These are the gradient descent formulas:
$$\frac{\delta }{\delta m} = \frac{2}{n}\sum-x_i(y_i – mx_i + b)\\
\frac{\delta }{\delta m} = \frac{2}{n}\sum-(y_i – mx_i + b) $$
And my understanding is they come from first taking the positive gradient is the partial derivatives of the function $ (y – mx + b)^2$.
This leads to
$$\frac{\delta J}{\delta m}( 2x(y – mx +b ))\\
\frac{\delta J}{\delta b}(2 \times (y – mx + b) \times 1)$$
Then to get the descent, we just add negatives to each partial derivative. So we are already descending.
But translating gradient descent into code, this is what I often see:
def linear_regression(X, y, m_current=0, b_current=0, epochs=1000,
learning_rate=0.0001):
N = float(len(y))
for i in range(epochs):
y_current = (m_current * X) + b_current
cost = sum([data**2 for data in (y-y_current)]) / N
m_gradient = -(2/N) * sum(X * (y - y_current))

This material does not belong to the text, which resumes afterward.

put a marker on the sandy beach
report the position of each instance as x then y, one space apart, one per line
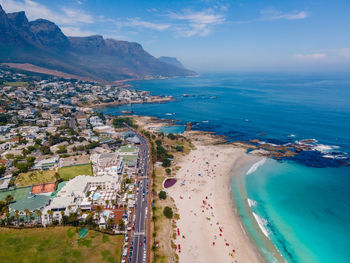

b_gradient = -(2/N) * sum(y - y_current)
m_current = m_current - (learning_rate * m_gradient)
b_current = b_current - (learning_rate * b_gradient)
return m_current, b_current, cost
My question is about the update to m_current
and b_current
in the final lines of the function. Why is m_current - learning rate * m_gradient
and b_current - learning_rate * b_gradient
?
Why not
m_current = m_current + (learning_rate * m_gradient)
b_current = b_current + (learning_rate * b_gradient)
Our gradient descents are already negative to point us towards descending along the cost curve, so why aren't we updating our m_current
and b_current
by just adding the respective gradients?
Best Answer
If we add the gradient to it, we are taking the step that is the steepest ascent, that is we are increasing our value locally, but here we are trying to minimize our objective function.
For example, suppose $y=2x$, the gradient is $2$, no matter where we are, adding $2$ to our current location increases the value of $y$.